On February 7 and February 8, the Company, through a private sale, sold an aggregate of 209,924 shares of its Series A 7% Convertible Preferred Stock and warrants to purchase an aggregate of 524,810 shares of the Company’s common stock at an exercise price of $. 26 per share and received net proceeds of $550,000. Each share of Series A 7% Convertible Preferred Stock can be converted, at any time, into ten shares of the Company’s common stock. The exercise price of the warrants approximates the net cost of the common stock received after conversion. The fair value of the warrants of $183,684 was determined using the Black-Scholes option-pricing model and is considered a deemed dividend on the Series A Preferred Stock. Due to the cumulative deficit, dividends of $183,684 were recorded against additional paid-in capital.

On February 9, the Company issued 10,000 restricted shares of the Company’s common stock in connection with its short term promissory notes. These shares were valued at the fair market value of $0.43, less an approximate 10% discount (to give effect to the lack of liquidity for such shares) or at $0.39 per share. A total of $3,870 was recorded as a discount to the note and is accreted over the one year life of the note. If the debt is retired earlier than the maturity date, the unamortized amount will be charged to operations at that time.

On February 12, the Company issued 42,409 shares of the Company's restricted common stock as payment in kind for interest due for the month of January on the Company’s 10% convertible notes.

On February 20, the Company, through a private sale, sold an aggregate of 190,840 shares of Series A 7% Convertible Preferred Stock and warrants to purchase an aggregate of 477,100 shares of the Company’s common stock at an exercise price of $. 26 per share and received net proceeds of $500,000. Each share of Series A 7% Convertible Preferred Stock can be converted, at any time, into ten shares of the Company’s common stock. The exercise price of the warrants approximates the net cost of the common stock received after conversion. The fair value of the warrants of $147,901 was determined using the Black-Scholes option-pricing model and is considered a deemed dividend on the Series A Preferred Stock. Due to the cumulative deficit, dividends of $147,901 were recorded against additional paid-in capital.

On March 5, the Company issued 50,000 shares of the Company's restricted common stock upon the conversion of $20,000 principal amount of the Company’s 10% convertible notes.

On March 8, the Company issued 29,929 shares of the Company's restricted common stock as payment in kind for interest due for the month of February on the Company’s 10% convertible notes.

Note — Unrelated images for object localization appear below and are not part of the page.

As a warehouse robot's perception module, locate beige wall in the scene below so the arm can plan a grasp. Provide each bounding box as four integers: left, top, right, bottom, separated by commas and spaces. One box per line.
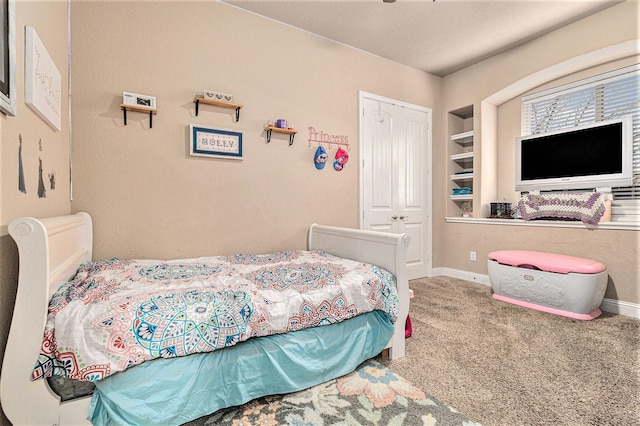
72, 2, 441, 258
434, 2, 640, 304
0, 0, 640, 421
0, 0, 71, 424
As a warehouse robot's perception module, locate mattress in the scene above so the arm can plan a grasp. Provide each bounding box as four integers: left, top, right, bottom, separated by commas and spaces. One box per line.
88, 311, 394, 425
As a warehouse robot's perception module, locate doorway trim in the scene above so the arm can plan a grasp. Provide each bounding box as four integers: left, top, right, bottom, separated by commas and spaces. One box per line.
358, 90, 433, 277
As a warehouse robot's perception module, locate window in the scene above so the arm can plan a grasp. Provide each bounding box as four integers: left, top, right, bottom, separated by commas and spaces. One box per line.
522, 65, 640, 223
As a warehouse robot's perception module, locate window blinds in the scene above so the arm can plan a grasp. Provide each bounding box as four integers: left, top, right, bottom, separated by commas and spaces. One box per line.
522, 65, 640, 222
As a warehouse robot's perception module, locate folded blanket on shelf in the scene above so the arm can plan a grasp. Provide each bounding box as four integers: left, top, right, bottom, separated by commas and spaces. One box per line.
518, 192, 610, 226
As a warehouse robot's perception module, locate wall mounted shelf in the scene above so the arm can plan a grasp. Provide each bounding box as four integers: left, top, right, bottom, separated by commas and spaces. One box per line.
193, 96, 243, 123
264, 126, 298, 146
120, 104, 158, 128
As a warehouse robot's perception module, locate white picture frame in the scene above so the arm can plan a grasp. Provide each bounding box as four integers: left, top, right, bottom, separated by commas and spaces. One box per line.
24, 26, 62, 131
122, 92, 156, 109
0, 0, 17, 116
189, 124, 243, 160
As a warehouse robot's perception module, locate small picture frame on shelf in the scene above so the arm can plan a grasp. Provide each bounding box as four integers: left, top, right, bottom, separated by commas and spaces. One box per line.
122, 92, 156, 109
204, 89, 233, 103
189, 124, 243, 160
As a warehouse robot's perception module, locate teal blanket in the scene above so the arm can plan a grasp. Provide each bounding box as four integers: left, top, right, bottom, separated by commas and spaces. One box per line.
88, 311, 394, 425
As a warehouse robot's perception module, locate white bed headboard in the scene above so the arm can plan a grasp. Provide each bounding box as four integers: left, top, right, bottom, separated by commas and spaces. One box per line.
0, 213, 93, 425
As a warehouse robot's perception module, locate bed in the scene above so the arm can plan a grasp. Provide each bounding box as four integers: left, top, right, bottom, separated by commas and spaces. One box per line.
0, 213, 409, 425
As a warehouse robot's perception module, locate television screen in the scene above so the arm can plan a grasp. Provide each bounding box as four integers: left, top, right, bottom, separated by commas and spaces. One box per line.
516, 115, 633, 191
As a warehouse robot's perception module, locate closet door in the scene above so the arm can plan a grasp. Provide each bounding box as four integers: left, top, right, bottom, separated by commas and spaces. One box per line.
360, 97, 431, 279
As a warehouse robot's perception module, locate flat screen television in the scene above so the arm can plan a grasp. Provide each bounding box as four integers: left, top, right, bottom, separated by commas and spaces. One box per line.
515, 116, 633, 192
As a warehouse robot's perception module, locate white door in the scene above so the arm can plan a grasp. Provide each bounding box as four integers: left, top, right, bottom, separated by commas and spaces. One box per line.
360, 93, 431, 279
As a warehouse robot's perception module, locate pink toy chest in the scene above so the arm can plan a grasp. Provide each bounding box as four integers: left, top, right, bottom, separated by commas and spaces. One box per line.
487, 250, 608, 320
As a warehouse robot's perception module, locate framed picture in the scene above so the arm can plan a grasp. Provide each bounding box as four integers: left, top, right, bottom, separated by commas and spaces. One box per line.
0, 0, 16, 115
122, 92, 156, 109
24, 26, 62, 130
189, 124, 242, 160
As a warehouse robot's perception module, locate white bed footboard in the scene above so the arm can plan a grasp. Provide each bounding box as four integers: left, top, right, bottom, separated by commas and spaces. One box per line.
0, 213, 409, 425
308, 223, 410, 359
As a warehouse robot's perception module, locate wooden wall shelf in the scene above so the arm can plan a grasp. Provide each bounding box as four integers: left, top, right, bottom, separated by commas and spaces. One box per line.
120, 104, 158, 128
193, 96, 243, 123
264, 126, 298, 146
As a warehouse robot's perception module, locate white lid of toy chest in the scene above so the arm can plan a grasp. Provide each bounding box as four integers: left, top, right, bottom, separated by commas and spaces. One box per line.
489, 250, 607, 274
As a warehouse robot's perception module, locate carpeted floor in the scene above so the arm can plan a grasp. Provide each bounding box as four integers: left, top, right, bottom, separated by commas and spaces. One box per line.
185, 360, 480, 426
378, 277, 640, 426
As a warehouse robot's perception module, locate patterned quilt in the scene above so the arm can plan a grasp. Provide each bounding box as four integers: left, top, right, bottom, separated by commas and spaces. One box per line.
31, 251, 398, 381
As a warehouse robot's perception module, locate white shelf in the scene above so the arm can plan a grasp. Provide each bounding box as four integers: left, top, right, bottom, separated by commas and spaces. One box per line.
451, 172, 473, 180
447, 105, 477, 216
450, 151, 473, 163
451, 130, 473, 145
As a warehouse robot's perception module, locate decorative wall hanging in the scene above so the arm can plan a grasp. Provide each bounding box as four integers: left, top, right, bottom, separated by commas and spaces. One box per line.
264, 118, 298, 146
38, 158, 47, 198
189, 124, 243, 160
122, 92, 156, 109
333, 148, 349, 172
24, 27, 62, 130
313, 146, 329, 170
18, 134, 27, 194
308, 127, 349, 151
204, 89, 233, 102
0, 0, 17, 115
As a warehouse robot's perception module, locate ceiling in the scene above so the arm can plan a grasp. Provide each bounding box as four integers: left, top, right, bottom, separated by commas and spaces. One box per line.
220, 0, 620, 76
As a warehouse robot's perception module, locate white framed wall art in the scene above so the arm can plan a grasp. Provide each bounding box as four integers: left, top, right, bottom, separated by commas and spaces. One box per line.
24, 27, 62, 130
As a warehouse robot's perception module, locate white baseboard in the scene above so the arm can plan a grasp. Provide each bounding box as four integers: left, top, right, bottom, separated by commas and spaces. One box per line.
600, 299, 640, 319
432, 268, 491, 285
431, 268, 640, 319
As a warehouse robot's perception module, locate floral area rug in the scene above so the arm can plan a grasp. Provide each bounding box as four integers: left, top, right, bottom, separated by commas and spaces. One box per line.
188, 360, 480, 426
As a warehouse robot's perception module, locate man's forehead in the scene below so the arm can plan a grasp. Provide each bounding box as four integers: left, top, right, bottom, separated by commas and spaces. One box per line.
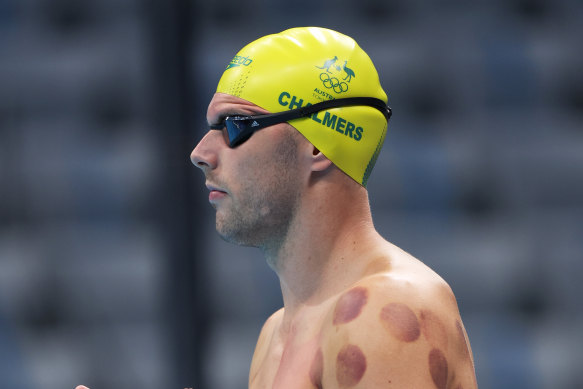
207, 93, 269, 123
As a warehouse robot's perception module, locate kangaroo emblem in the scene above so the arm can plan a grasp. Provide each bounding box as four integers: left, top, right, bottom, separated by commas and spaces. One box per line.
316, 56, 340, 74
342, 61, 356, 82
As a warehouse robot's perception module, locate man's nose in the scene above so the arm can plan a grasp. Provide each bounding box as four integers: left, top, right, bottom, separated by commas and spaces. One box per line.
190, 130, 224, 172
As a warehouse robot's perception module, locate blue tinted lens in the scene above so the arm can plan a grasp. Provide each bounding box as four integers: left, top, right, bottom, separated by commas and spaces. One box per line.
225, 117, 253, 147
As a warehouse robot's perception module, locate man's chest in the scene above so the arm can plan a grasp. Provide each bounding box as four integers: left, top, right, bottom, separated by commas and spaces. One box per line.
250, 330, 323, 389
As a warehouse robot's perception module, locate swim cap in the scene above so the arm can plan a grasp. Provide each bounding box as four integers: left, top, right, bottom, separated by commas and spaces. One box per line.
217, 27, 387, 187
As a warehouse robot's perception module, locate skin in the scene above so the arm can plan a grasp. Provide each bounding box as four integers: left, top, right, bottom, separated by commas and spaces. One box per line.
77, 93, 477, 389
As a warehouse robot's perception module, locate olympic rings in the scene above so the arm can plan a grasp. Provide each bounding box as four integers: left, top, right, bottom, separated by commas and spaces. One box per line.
320, 72, 348, 93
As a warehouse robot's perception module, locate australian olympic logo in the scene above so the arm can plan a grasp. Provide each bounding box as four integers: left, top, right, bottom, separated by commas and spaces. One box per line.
316, 56, 356, 93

On March 9, the Company issued an aggregate of 13,736 shares of its Series A 7% Convertible Preferred Stock and warrants to purchase an aggregate of 34,340 shares of the Company’s common stock at an exercise price of $. 26 per share in satisfaction of short term bridge notes and accrued interest totaling $35,988. Each share of Series A 7% Convertible Preferred Stock can be converted, at any time, into ten shares of the Company’s common stock. The exercise price of the warrants approximates the net cost of the common stock received after conversion. The fair value of the warrants of $8,928 was determined using the Black-Scholes option-pricing model and is considered a deemed dividend on the Series A Preferred Stock. Due to the cumulative deficit, dividends of $8,928 were recorded against additional paid-in capital.

On April 4, the Company issued 36,310 shares of the Company's restricted common stock as payment in kind for interest due for the month of March on the Company’s 10% convertible notes.

On May 4, the Company issued 41,317 shares of the Company's restricted common stock as payment in kind for interest due for the month of April on the Company’s 10% convertible notes.

On May 17, the Company, through a private sale, sold an aggregate of 95,420 shares of Series A 7% Convertible Preferred Stock and received net proceeds of $250,000. Each share of Series A 7% Convertible Preferred Stock can be converted, at any time, into ten shares of the Company’s common stock.

On June 1, the Company, through a private sale, sold an aggregate of 95,420 shares of Series A 7% Convertible Preferred Stock and received net proceeds of $250,000. Each share of Series A 7% Convertible Preferred Stock can be converted, at any time, into ten shares of the Company’s common stock.

On June 5, the Company issued 53,401 shares of the Company's restricted common stock as payment in kind for interest due for the month of May on the Company’s 10% convertible notes.

On July 5, the Company issued 62,820 shares of the Company's restricted common stock as payment in kind for interest due for the month of June on the Company’s 10% convertible notes.

On July 13, the Company, through a private sale, sold an aggregate of 95,420 shares of Series A 7% Convertible Preferred Stock and warrants to purchase an aggregate of 954,200 shares of the Company’s common stock at an exercise price of $. 20 per share and received net proceeds of $250,000. Each share of Series A 7% Convertible Preferred Stock can be converted, at any time, into ten shares of the Company’s common stock. The fair value of the warrants of $200,382 was determined using the Black-Scholes option-pricing model and is considered a deemed dividend on the Series A Preferred Stock. Due to the cumulative deficit, dividends of $200,382 were recorded against additional paid-in capital.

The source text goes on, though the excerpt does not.